Команда «строиться» разбрасывает их по своим подразделениям и гасит воспоминания.
«Надо идти, надо ползти в паутине колючек проволок…» – опять всплыли у Коншина строки его стишков, и он шепчет их в ритме своих шагов.
Савкин, рядовой коншинского взвода, отстает и плетется вместе с Четиным в хвосте роты. Он идет туда во второй раз, и, как ко всем «бывалым», Коншин относится к нему со смешанным чувством некоторого уважения – все-таки воевал – и иронии, потому что «бывалые» панически боятся самолетов, вопят, увидев где-нибудь зажженный огонек, и вообще представляются Коншину чересчур напуганными. Понять их, конечно, можно: воевали тогда, когда немец был силен. В том, что сейчас немец другой, Коншин не сомневается. Подтверждают это и раненые:
– Не тот немец, не тот…
– Кусается еще, сукин сын…
– Придете – увидите.
И очень верит Коншин, что их Отдельная, да еще Особая стрелковая бригада, почти вся из кадровиков, хоть и измытаренная дорогой, – немцу задаст. Ведь здорово: в каждом взводе десяток ППШ, штук пятнадцать самозарядных СВТ,[1] два ПТР, у каждого по две «лимонки» и одной РГД – это же сила!
Да и Рябиков – бывший его связной, когда он был взводным на формировании, и теперь шагающий рядом, – подтверждает его мысли:
– Должны мы дать немцу, товарищ командир.
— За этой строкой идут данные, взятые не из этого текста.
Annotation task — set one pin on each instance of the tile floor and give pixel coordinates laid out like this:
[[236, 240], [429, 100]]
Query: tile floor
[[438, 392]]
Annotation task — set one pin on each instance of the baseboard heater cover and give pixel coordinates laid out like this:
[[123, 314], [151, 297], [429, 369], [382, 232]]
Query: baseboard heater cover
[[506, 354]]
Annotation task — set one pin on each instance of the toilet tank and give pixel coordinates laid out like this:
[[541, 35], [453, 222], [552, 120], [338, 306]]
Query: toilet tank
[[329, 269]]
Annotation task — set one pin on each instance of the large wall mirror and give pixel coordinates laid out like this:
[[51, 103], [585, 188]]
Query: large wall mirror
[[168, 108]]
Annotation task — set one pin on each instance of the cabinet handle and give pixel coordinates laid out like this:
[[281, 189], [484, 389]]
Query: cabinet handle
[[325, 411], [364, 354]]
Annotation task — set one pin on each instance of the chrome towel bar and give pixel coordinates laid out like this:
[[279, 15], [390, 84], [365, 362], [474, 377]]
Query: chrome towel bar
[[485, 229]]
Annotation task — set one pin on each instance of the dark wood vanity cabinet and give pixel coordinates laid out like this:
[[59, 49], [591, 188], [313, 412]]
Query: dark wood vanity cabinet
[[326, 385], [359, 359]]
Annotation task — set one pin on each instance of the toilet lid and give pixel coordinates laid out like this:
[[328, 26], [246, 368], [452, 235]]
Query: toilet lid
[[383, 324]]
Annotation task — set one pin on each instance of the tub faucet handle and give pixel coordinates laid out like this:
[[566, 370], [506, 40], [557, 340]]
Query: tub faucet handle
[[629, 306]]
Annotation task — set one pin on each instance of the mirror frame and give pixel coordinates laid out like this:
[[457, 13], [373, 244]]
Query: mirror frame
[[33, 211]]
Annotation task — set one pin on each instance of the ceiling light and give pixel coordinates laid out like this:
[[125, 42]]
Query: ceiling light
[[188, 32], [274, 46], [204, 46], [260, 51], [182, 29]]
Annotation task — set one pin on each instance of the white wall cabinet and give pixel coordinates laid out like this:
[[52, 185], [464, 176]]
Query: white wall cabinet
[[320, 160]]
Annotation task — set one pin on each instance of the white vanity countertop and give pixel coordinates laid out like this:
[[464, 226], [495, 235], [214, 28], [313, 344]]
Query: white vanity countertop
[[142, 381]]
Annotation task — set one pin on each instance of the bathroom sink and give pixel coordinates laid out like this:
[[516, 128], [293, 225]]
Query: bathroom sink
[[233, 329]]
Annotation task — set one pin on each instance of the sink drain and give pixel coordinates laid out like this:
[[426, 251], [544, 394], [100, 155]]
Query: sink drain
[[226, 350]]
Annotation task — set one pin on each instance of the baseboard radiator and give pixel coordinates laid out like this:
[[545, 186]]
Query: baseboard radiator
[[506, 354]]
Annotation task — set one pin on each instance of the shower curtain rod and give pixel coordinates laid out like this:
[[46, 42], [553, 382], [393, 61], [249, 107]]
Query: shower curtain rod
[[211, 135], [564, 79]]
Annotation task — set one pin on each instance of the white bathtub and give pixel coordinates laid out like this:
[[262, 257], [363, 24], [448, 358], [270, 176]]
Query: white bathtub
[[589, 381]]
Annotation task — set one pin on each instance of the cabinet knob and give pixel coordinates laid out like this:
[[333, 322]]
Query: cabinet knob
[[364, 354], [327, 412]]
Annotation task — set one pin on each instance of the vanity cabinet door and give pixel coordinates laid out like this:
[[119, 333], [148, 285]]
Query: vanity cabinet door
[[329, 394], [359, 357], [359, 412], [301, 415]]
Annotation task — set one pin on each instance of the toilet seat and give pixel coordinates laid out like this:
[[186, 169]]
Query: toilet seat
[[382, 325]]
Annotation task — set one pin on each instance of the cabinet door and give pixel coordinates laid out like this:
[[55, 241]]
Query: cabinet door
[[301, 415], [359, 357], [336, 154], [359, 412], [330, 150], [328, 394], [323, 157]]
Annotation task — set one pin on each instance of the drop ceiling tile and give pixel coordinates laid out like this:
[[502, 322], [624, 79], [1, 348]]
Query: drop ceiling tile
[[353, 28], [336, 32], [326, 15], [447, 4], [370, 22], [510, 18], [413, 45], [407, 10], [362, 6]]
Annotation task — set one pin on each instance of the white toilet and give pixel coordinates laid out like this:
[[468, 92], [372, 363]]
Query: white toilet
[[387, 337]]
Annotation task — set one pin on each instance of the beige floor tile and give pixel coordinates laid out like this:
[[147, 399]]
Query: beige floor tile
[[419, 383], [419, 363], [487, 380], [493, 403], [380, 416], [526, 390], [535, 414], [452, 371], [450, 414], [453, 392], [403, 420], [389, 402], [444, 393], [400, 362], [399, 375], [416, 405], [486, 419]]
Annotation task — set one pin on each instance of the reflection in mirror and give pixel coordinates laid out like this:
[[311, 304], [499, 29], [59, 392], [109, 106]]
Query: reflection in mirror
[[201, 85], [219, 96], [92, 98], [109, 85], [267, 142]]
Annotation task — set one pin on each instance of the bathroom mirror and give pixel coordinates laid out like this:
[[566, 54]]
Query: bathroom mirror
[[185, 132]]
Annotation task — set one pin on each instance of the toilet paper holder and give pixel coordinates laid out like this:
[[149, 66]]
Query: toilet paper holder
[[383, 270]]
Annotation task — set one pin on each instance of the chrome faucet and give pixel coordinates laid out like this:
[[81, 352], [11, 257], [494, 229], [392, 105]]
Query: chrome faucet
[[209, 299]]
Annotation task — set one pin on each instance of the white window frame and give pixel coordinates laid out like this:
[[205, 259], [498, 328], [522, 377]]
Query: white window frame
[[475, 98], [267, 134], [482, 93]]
Ведь дальневосточники мы, кадровые…
Рябиков – смоленский, и семья его под немцем, и ничего он, конечно, о ней не знает – живы ли, нет? Для него каждый шаг вперед – это шаг к дому, и видит Коншин, что воевать тот будет по-настоящему. Положиться на такого можно.
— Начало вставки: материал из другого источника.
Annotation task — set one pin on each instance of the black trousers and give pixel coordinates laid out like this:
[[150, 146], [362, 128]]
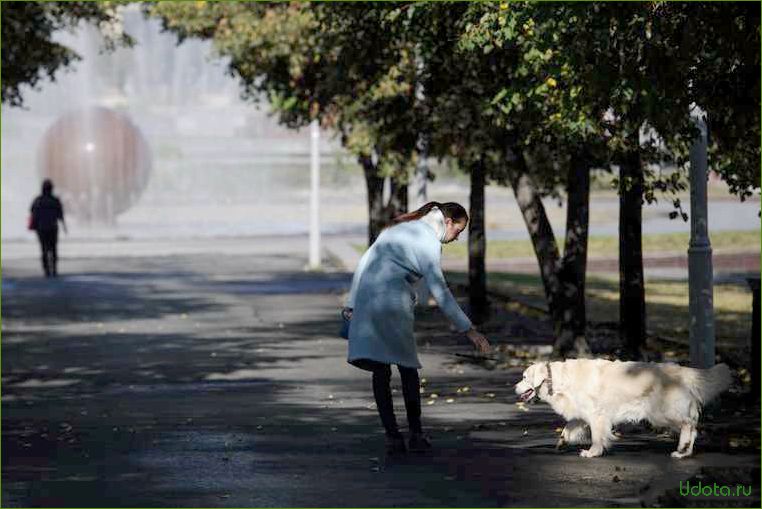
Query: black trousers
[[49, 244], [382, 392]]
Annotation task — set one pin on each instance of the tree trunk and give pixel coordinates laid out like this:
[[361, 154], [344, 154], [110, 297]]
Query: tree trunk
[[574, 263], [375, 186], [398, 201], [477, 248], [632, 305]]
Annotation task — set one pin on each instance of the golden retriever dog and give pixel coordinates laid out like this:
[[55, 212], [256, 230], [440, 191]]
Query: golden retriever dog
[[595, 394]]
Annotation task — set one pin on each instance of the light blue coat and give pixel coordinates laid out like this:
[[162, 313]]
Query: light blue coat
[[382, 294]]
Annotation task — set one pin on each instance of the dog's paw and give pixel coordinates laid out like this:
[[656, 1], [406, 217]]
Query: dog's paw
[[590, 453]]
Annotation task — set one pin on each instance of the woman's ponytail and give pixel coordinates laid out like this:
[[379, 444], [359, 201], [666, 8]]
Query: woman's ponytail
[[451, 210]]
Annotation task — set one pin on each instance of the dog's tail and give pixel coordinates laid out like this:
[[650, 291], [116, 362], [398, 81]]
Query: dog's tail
[[707, 384]]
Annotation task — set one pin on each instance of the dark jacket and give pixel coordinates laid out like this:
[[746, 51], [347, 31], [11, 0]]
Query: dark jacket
[[46, 212]]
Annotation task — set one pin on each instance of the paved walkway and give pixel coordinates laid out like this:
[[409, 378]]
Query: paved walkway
[[214, 378]]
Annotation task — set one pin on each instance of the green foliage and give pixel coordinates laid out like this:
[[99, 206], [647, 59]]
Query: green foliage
[[482, 82], [30, 54]]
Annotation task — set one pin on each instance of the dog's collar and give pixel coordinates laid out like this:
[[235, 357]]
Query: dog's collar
[[549, 379]]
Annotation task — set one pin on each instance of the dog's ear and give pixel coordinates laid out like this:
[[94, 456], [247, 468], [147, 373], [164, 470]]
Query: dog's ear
[[537, 376]]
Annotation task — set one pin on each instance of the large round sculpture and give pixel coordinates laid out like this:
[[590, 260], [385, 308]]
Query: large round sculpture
[[98, 161]]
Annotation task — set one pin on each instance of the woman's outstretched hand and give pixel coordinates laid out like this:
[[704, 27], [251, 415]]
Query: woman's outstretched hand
[[480, 342]]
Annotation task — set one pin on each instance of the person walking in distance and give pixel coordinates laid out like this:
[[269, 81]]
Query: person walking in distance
[[380, 310], [46, 212]]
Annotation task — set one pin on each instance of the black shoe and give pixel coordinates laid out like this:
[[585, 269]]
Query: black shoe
[[395, 446], [419, 443]]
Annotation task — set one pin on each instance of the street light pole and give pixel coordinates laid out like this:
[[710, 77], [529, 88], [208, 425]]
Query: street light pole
[[700, 274], [314, 262]]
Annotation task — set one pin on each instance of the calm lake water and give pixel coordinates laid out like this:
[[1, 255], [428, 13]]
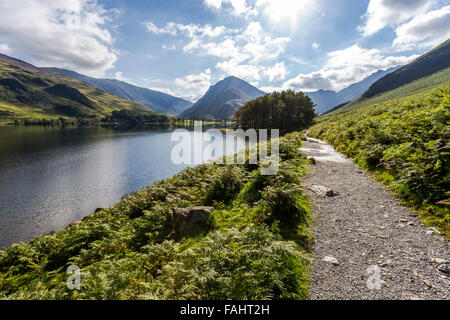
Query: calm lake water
[[51, 177]]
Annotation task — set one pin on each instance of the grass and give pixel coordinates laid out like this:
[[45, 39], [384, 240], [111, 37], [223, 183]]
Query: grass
[[404, 143], [435, 80], [26, 95], [255, 246]]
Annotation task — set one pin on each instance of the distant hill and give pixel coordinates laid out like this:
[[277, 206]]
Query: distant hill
[[222, 100], [326, 100], [155, 100], [28, 92], [437, 79], [433, 61]]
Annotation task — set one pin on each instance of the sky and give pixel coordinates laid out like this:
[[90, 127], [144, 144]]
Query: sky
[[182, 47]]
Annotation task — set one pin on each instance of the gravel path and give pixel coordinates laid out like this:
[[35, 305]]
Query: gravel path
[[367, 245]]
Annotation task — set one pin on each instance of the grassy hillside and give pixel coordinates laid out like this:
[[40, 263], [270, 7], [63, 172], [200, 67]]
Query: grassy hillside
[[223, 99], [404, 142], [28, 93], [255, 245], [433, 61], [435, 80], [156, 101]]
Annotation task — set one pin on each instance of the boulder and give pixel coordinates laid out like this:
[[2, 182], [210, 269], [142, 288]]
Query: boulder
[[444, 269], [322, 191], [181, 222], [331, 260]]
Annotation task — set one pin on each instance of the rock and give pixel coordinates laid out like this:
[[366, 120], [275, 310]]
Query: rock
[[438, 260], [387, 263], [332, 260], [75, 223], [312, 159], [431, 231], [322, 191], [444, 269], [444, 203], [184, 221]]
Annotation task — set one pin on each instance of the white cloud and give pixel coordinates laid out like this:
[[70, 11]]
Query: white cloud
[[4, 48], [277, 72], [169, 48], [430, 29], [285, 11], [67, 34], [119, 76], [384, 13], [244, 53], [279, 12], [236, 7], [345, 67], [194, 86], [189, 30]]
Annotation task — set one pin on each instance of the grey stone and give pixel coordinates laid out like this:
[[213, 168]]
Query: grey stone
[[444, 268], [332, 260], [322, 191], [182, 221]]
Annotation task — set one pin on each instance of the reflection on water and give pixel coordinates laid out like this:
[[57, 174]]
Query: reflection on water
[[51, 177]]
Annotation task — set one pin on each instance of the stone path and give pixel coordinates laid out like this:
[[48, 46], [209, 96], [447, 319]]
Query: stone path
[[367, 245]]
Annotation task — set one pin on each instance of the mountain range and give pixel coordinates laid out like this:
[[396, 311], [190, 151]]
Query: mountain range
[[429, 63], [27, 91], [326, 100], [157, 101], [223, 99]]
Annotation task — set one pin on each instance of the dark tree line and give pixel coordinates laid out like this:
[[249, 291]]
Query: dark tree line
[[285, 111]]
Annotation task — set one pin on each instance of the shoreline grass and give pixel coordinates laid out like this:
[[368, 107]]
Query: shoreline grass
[[256, 247]]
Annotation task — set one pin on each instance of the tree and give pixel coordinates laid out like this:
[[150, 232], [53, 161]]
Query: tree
[[287, 111]]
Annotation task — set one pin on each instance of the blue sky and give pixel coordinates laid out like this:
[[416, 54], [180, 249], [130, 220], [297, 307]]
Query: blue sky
[[182, 47]]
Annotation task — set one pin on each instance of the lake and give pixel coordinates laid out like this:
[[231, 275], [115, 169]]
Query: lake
[[51, 177]]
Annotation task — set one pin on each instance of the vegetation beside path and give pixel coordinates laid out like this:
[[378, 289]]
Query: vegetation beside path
[[405, 143], [255, 246]]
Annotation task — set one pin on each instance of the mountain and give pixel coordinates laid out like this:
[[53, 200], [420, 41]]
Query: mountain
[[223, 99], [433, 61], [29, 92], [155, 100], [326, 100]]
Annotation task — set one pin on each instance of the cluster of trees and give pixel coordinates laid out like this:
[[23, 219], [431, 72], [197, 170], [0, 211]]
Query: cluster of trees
[[285, 111], [135, 118]]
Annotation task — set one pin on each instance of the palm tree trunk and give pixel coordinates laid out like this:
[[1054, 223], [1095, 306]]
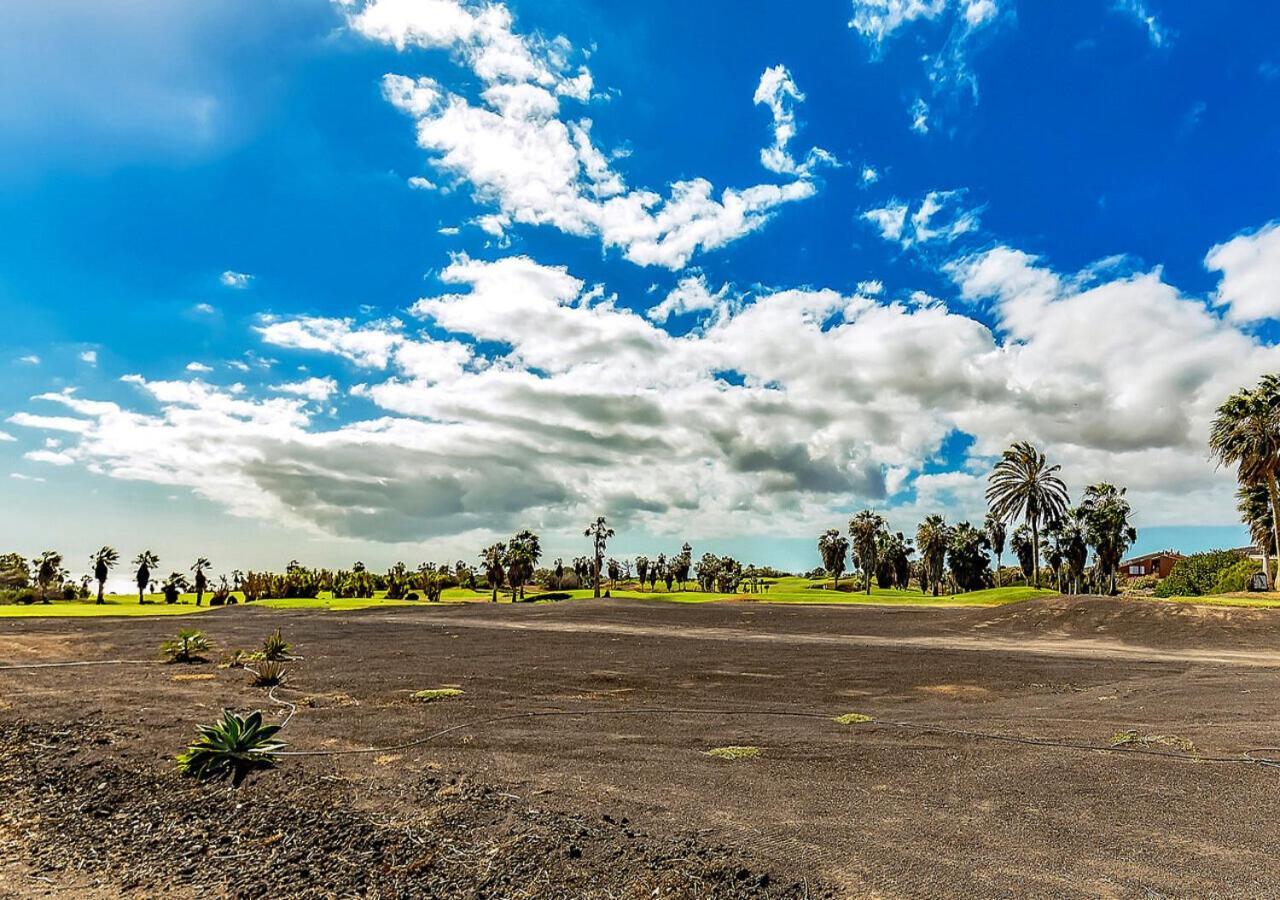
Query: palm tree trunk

Рядовой Савкин это «дадим немцу» не особенно разделяет, твердит всю дорогу: порядка на войне не было, и не заметно, чтобы его прибавилось. Трудно идет на войну Савкин. Еще в первую ночь, когда на западе неожиданно и зловеще полыхнуло небо и Коншин, чтобы сбить как-то оцепенение, охватившее людей от такой близости фронта, бросил небрежно: «Довольно красиво…» – Савкин подошел к нему, взял за локоть и медленно, будто с трудом, произнес:
– Там страшно, командир… Понимаете – страшно, – уже совсем тихо добавил и отошел.
Что знает помкомвзвода Коншин о своем бойце Савкине? Учитель. Интеллигент, а потому и воспринимает все остро, слишком болезненно. Ну, у него двое детей. Что такое дети, и что чувствует отец, их покинувший, идущий на войну, Алексею пока не понять, а может, и не придется понять никогда. Но все же он никогда грубо не обрывает жалобы Савкина, как он это делает с другими, хотя бы с тем же Филимоновым, который всю дорогу бурчит:
– Пожрать перед смертью и то не дают. Еле ноги тащим…
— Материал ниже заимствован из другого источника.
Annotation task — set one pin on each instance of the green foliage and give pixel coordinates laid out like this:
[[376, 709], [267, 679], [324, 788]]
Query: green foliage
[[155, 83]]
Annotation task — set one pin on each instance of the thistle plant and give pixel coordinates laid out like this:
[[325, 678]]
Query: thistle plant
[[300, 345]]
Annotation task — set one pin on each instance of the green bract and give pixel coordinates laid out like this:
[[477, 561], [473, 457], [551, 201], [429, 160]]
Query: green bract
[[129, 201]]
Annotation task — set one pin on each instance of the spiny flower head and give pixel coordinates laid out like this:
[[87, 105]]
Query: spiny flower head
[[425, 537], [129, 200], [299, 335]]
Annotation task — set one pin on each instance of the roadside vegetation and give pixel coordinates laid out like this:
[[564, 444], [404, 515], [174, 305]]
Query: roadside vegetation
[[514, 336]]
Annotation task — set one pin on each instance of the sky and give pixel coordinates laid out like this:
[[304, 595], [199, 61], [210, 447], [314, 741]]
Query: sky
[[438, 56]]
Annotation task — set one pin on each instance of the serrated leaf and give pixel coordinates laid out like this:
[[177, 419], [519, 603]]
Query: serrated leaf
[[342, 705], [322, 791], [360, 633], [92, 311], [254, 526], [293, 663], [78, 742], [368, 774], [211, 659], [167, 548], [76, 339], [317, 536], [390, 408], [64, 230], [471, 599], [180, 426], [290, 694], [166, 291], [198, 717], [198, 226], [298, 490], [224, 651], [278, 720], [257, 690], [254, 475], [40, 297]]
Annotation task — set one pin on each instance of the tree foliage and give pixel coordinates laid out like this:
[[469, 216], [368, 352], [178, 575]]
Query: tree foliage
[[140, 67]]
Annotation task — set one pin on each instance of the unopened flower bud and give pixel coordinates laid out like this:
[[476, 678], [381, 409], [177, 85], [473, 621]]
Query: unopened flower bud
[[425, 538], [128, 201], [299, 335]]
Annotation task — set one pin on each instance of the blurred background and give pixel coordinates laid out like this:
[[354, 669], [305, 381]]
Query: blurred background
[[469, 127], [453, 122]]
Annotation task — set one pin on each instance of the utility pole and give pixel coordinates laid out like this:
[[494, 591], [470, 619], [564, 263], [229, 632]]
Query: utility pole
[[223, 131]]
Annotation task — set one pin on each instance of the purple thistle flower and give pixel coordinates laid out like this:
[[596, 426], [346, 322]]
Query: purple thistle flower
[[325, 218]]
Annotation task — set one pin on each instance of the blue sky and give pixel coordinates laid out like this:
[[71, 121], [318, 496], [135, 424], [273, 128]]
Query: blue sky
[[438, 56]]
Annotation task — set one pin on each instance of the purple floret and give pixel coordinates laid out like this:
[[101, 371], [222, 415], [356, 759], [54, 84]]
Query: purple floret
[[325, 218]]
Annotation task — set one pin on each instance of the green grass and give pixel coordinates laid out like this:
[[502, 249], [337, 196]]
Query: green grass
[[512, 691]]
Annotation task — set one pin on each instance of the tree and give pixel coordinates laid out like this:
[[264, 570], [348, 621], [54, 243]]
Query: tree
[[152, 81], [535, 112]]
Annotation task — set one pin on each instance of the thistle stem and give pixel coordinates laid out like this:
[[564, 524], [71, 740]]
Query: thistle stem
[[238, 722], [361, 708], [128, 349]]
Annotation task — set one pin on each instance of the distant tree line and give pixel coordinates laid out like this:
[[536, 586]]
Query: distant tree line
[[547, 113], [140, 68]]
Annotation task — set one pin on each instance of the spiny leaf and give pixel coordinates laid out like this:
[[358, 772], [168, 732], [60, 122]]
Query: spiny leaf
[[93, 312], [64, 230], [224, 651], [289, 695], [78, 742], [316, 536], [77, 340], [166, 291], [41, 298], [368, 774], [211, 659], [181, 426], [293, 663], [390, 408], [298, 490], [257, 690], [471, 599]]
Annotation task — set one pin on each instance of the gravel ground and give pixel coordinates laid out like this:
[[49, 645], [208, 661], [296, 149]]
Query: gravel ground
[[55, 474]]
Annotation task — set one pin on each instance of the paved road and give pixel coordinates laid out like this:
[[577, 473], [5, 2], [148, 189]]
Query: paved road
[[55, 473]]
– Прекратите, Филимонов! – режет Коншин, зная, что разрешать говорить о трудностях, значит, в какой-то мере соглашаться, признавать наличие этих трудностей, а этого нельзя: разговоры поползут дальше и дальше. Но Филимонова на голос не взять, и он продолжает:
– Что, в России хлеба уже нет? Довоевались, значит…
– Отставить разговоры! – гремит Коншин. – Война! Не понимаете, что ли, война!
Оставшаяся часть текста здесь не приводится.